3. Food Is Crucial During The Detoxification Stage

One of the most crucial stages of recovery from alcohol addiction is the detox stage. This is because the body loses a lot of minerals and vitamins during detoxification, adding to the ones you already lost when you’re addicted.

As mentioned earlier, the problem with losing these nutrients is that they disrupt digestion. When digestion is altered, the brain doesn’t function at its optimum, exposing you to cravings and depressive episodes that may lead to a relapse.

Therefore, since the body loses many nutrients during detox, and it’s among the first stages of recovery, you need to eat healthy to reduce the chances of relapsing.

4. Food May Be Used Instead Of Drugs

Sometimes, you can use food to substitute for alcohol cravings to protect you from relapsing. Experts recommend replacing food rich in caffeine or sugar to boost your dopamine levels instead of indulging in alcohol or other drugs.

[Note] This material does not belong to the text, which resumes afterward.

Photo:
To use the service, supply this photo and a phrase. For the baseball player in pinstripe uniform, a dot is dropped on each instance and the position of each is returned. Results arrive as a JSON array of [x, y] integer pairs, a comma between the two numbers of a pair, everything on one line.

However, such food items should be taken only after a prescription by the doctor and while under monitoring. This is because food addiction isn’t supposed to replace alcohol addiction. Both are equally harmful to your health and should be avoided by all means.

Wrap-Up

Healthy eating is part and parcel of alcohol addiction recovery. It also helps to avoid relapse since consumption of healthy food reduces the chances of depression and other mental illnesses that may push you to take alcohol again.

Proper diet also reduces cravings, helps hasten recovery during detoxification, and can sometimes be used in place of alcohol cravings. However, before implementing a meal plan for your recovering loved one or yourself, consult with a nutritionist to find the best diet plan.